Peri-procedural anticoagulation management of mechanical prosthetic heart valve patients

Abstract

Introduction To estimate the three-month cumulative incidence of thromboembolism and bleeding among mechanical heart valve (MHV) patients receiving peri-procedural anticoagulation management, consecutive MHV patients referred to the Mayo Clinic Thrombophilia Center for peri-procedural anticoagulation management over the seven-year period, 1997-2003, were followed for three months for thromboembolism, bleeding and vital status. Materials and Methods Warfarin was stopped 4-5 days prior to the procedure, and re-started after the procedure as soon as hemostasis was assured. The decision to provide bridging therapy with low molecular weight (LMWH) or unfractionated (UFH) heparin was individualized and based on the estimated risks of TE and bleeding. Results 556 MHV patients (372 aortic only, 136 mitral only, 48 with multiple valves) underwent 580 procedures. The three-month cumulative incidence of thromboembolism was 0.9% which included: cerebral ischemia (n = 3), unstable angina (n = 1), acute myocardial infarction (n = 1). None were fatal. The cumulative incidence of major bleeding was 3.6% and fatal in 0.2%. The incidence of major bleeding events did not differ by postoperative anticoagulant strategy whether LMWH (3.7%), UFH (6.1%), or no heparin (2.4%) was used (p = 0.26).

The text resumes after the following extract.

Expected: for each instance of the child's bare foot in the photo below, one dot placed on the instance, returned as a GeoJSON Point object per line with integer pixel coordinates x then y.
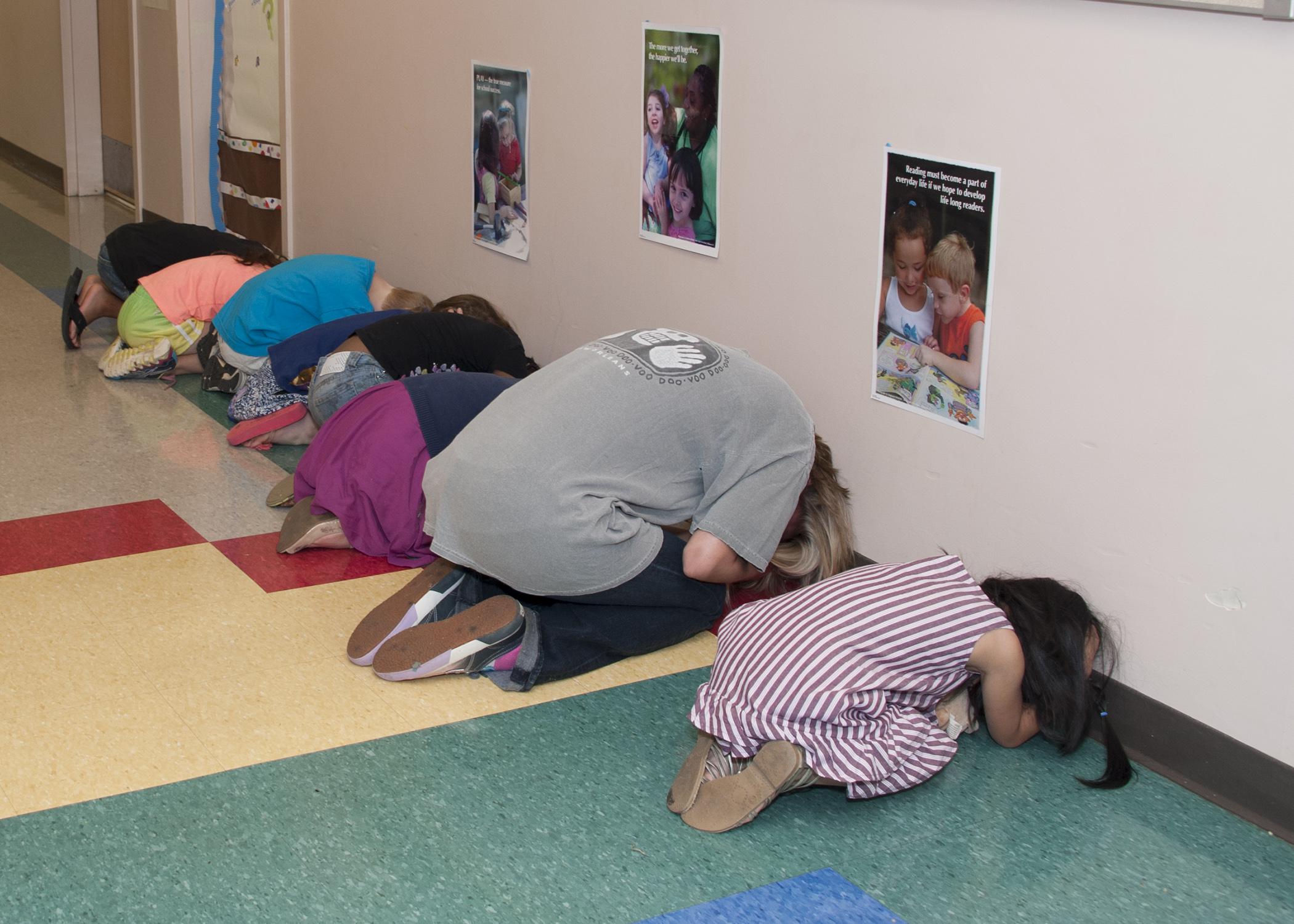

Conclusions The three-month cumulative incidence of thromboembolism among MHV patients in whom anticoagulation is temporarily interrupted for an invasive procedure is low. Whereas bleeding exceeds thromboembolic complications, our current practice is to restart warfarin as soon as possible post-procedure. Post-procedural heparin use is reserved for patients with the highest thromboembolic risk (mitral MHV, multiple MHVs, MHV with prior stroke or atrial fibrillation) waiting at least 48 hours before initiating.